BRUSSELS: NATO member countries on Wednesday met in Brussels to coordinate the alliance’s withdrawal from Afghanistan, as the war-torn country’s peace talks are expected to resume in Istanbul later this month with Turkey’s mediator role.
U.S. President Joe Biden’s top national security aides were consulting with NATO for the withdrawal from Afghanistan with the planned pullout of American troops by the 20th anniversary of the Sept. 11 terrorist attacks. Secretary of State Antony Blinken and Defense Secretary Lloyd Austin met senior officials from the alliance’s 30 members, including Turkey’s Foreign Minister Mevlüt Çavuşoğlu, to discuss NATO’s future presence in Afghanistan in light of the announcement of the U.S. withdrawal.
Blinken said that he expected the allies to withdraw together but maintained that neither the U.S. nor NATO would abandon the country despite the impending pullout. There are roughly 7,000 NATO forces including Turkish troops still in Afghanistan in addition to the remaining 2,500 U.S. troops.

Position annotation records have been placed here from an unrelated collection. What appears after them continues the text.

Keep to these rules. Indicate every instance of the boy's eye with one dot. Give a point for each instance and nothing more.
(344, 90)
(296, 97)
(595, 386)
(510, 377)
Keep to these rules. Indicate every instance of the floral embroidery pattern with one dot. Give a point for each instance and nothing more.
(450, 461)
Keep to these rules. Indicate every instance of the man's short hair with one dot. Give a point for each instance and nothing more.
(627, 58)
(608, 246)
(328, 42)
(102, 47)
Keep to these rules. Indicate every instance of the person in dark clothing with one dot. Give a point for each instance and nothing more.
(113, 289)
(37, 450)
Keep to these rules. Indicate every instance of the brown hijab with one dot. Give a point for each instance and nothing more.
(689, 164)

“Together, we went into Afghanistan to deal with those who attacked us and to make sure that Afghanistan would not again become a haven for terrorists who might attack any of us,” Blinken said. “And together, we have achieved the goals that we set out to achieve. And now it is time to bring our forces home.”
“We will work very closely together in the weeks and months ahead on a safe, deliberate and coordinated withdrawal of our forces from Afghanistan,” he said. He added that the mantra that has guided NATO’s Resolute Support mission has been “in together, adapt together and out together.”
The coalition operation in Afghanistan has a special resonance with NATO as its deployment marked the first time the alliance invoked its Article 5 mutual defense pact, which holds that an attack on one member is an attack on all.
Blinken and NATO chief Jens Stoltenberg kicked off Wednesday’s meetings at NATO headquarters in Brussels by recalling the alliance’s success in driving Osama bin Laden’s al-Qaida network from Afghanistan.
Stoltenberg said that the meetings would be focused on “our future presence in Afghanistan” and that the alliance, which makes decisions on the basis of consensus, could be expected to make those plans known in the near future.